Vol.09 「互助」と「共助」が伴う仲間づくりを

2013/03/01

大阪市立桜宮高校の生徒の自殺に端を発し、部活動での体罰が問題となっています。

 この問題を考えるとき、「体罰」の是非ではなく、教育・指導・愛情のそれぞれの面から考えて、今回の教師による行為は明らかに暴力であるという前提が必要だと思います。

 納得ずくで自らが選び、自分を追い込む環境の中で目標を達成するというやり方はよくあります。しかし、逃げられない、逆らえないという環境下で精神的肉体的に追い詰めて何かをさせるというやり方は、恐怖心を利用したドメスティックバイオレス(DV)にほかなりません。何度も、また何年も繰り返しているうちに、その行為が当たり前になり、正当化し、どんどんエスカレートしていくものです。そして、当事者や、知っていても止めなかった周囲の関係者はこう言います。
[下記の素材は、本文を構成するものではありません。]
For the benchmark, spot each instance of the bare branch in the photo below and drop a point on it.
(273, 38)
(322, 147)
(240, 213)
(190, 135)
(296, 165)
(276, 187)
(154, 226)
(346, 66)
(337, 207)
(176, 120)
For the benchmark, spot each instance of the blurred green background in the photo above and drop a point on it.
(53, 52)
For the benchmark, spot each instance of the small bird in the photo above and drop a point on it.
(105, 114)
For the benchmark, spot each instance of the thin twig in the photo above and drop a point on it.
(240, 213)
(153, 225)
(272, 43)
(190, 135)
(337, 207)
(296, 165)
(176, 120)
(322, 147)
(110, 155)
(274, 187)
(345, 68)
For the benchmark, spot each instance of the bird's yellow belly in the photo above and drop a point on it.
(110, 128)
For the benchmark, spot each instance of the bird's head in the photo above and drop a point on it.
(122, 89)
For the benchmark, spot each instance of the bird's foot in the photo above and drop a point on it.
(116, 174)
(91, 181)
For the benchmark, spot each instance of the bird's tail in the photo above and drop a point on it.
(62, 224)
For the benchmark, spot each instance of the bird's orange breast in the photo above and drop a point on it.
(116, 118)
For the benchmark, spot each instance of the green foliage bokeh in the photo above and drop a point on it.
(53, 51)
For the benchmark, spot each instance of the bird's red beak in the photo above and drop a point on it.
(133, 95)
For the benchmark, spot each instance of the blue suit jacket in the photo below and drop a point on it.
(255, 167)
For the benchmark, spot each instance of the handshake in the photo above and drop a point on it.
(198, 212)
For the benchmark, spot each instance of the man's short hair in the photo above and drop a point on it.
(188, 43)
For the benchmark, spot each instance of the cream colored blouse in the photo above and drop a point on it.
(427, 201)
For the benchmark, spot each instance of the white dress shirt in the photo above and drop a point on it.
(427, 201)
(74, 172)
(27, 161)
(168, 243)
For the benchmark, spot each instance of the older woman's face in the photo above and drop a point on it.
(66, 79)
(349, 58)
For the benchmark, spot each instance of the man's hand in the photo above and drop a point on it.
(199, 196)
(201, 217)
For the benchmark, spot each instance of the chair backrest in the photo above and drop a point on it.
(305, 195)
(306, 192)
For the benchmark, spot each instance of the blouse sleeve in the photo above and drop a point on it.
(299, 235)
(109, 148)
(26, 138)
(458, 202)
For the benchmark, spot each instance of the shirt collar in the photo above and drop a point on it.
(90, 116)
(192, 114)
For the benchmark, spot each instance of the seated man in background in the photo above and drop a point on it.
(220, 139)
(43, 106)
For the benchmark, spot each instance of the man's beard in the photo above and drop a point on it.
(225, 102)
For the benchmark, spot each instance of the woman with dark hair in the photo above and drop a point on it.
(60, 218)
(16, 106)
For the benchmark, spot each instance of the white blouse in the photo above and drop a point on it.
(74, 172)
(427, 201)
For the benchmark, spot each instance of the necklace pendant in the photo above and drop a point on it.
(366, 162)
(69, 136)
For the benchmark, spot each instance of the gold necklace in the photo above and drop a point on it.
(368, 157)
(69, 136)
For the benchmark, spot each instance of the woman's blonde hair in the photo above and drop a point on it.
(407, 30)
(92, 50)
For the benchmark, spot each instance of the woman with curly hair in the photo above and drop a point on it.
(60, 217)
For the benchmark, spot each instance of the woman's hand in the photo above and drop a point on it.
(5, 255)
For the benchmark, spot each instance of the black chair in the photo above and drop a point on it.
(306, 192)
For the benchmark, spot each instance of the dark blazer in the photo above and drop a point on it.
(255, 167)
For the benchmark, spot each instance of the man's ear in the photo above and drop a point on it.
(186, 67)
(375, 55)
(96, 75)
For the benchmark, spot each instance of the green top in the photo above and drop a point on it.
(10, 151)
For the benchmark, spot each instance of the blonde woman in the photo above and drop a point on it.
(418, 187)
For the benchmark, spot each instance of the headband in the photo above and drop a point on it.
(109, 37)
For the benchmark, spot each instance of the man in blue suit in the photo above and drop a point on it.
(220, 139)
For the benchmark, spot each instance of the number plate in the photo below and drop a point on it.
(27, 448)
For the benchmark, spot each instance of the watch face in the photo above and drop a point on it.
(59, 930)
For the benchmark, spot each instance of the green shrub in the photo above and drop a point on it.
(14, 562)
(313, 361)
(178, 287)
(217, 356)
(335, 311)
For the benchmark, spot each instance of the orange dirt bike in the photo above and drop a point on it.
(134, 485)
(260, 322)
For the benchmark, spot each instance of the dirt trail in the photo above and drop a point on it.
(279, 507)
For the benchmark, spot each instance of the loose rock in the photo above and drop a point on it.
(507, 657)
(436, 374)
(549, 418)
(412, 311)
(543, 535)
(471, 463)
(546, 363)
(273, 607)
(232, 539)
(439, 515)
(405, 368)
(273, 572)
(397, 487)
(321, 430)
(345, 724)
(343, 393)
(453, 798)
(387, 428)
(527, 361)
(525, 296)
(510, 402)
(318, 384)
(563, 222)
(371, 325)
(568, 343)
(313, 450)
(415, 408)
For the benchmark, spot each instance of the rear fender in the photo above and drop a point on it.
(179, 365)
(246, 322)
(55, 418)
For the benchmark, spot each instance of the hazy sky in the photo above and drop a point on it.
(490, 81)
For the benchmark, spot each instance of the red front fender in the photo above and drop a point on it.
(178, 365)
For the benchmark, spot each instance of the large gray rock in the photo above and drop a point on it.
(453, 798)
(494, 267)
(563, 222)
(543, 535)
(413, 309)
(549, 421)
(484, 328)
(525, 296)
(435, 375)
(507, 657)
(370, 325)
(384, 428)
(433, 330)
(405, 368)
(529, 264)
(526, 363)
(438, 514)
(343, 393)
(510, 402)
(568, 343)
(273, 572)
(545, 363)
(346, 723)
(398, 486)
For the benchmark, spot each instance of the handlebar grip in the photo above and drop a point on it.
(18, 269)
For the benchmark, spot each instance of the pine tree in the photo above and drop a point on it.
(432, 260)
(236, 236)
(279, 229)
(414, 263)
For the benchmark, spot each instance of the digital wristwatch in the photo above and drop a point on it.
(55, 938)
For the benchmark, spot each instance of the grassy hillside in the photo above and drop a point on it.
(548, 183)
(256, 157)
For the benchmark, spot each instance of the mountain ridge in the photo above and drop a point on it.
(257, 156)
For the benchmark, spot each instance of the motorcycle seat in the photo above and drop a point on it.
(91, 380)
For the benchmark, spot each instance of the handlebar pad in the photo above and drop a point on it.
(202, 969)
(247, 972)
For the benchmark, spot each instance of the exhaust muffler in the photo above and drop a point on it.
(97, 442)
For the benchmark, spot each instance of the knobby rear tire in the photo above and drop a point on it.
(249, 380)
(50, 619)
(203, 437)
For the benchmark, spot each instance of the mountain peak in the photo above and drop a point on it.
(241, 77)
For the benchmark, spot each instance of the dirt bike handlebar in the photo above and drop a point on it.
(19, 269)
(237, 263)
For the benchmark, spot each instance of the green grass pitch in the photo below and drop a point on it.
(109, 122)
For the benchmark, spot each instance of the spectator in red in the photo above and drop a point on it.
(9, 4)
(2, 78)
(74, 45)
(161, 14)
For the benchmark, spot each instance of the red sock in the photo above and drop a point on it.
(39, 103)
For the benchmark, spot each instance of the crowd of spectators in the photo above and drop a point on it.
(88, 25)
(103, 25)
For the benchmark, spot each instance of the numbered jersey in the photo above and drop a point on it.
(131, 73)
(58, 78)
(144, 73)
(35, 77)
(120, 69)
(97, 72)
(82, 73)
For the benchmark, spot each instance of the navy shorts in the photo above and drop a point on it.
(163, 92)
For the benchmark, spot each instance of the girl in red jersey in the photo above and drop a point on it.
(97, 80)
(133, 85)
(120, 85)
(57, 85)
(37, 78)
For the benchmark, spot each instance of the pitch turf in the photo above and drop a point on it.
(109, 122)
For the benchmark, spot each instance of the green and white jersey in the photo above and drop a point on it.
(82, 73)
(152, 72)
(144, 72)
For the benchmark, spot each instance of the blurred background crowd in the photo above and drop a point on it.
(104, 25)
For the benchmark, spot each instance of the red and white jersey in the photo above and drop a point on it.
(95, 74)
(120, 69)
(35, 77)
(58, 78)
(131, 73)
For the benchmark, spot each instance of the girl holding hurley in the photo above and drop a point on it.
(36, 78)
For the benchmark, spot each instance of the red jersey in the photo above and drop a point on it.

「今まで同じやり方をしてきて、何も起こらなかった」と。

 「いつ起こってもおかしくない」という危機意識は微塵(みじん)もなく、さも今回が特別なアクシデントでもあるかのような言い方です。組織の中に組み込まれると、いつしか目の前の自分が関わる人間関係を壊したくないために、おかしいと思っても言わないほうが無難と判断したり、下手なことを言うと自分のこともとやかく意見されるのが嫌だから言わない……と、自分のことだけを考えてしまいがちな昨今の社会です。

 少林寺拳法には、「力を伴わない愛(正義)は無力なり。愛(正義)を伴わない力は暴力なり」という創始者の教えがあります。
 前文は、どんなに大切に思い、わかってほしいと思っても、また助けたいと思っても、自分に力がなくては理解させることも助けることもできないという意味です。そしてもう一つは、どんなに力があっても、その人の立場に立って考えたり、本気で愛情を持って向き合わず、力に任せてねじ伏せるのは暴力だという意味です。

 もうお分かりいただけたと思いますが、創始者のいう「力」とは、決して腕力などの肉体的なことだけを指しているのではないのです。
 もう一つ、「半ばは自己の幸せを、半ばは他人(ひと)の幸せを」という創始者の教えがあります。まさに本気で他人のことを考え、役に立つためには、自分の可能性を信じ、一生懸命勉強し、知恵と知識を高め、愛情を持って人に向き合うことと、それを行動に移すための自信と勇気を養うことが必要だと、私たちは考えています。

 幼い子供に、危ないことやしてはいけないことを教えるために、ピシッと手を弾(はじ)くように叩(たた)いたりすることはあると思います。目的は、「驚いてやめる」からだと思うのです。これでもか、これでもかと、腫(は)れ上がるまで叩く必要性はどこにもありません。それとて、三つ子の魂といわれる3歳くらいまででしょう。それ以降は、教える側の日常のあり方と、納得させる理由が必ず必要です。納得感なく力でねじ伏せられると、そこには、行き場のない苦しみと憎しみしか生まれません。
 家庭内DV は、当事者だけではどうすることもできませんが、今回のような教育現場での問題でも同じことがいえると思います。自分のために見て見ぬ振りをするのではなく、日本の誇るべき文化であった「互助」と「共助」が今必要です。私たち少林寺拳法は、そんな仲間づくりをしています。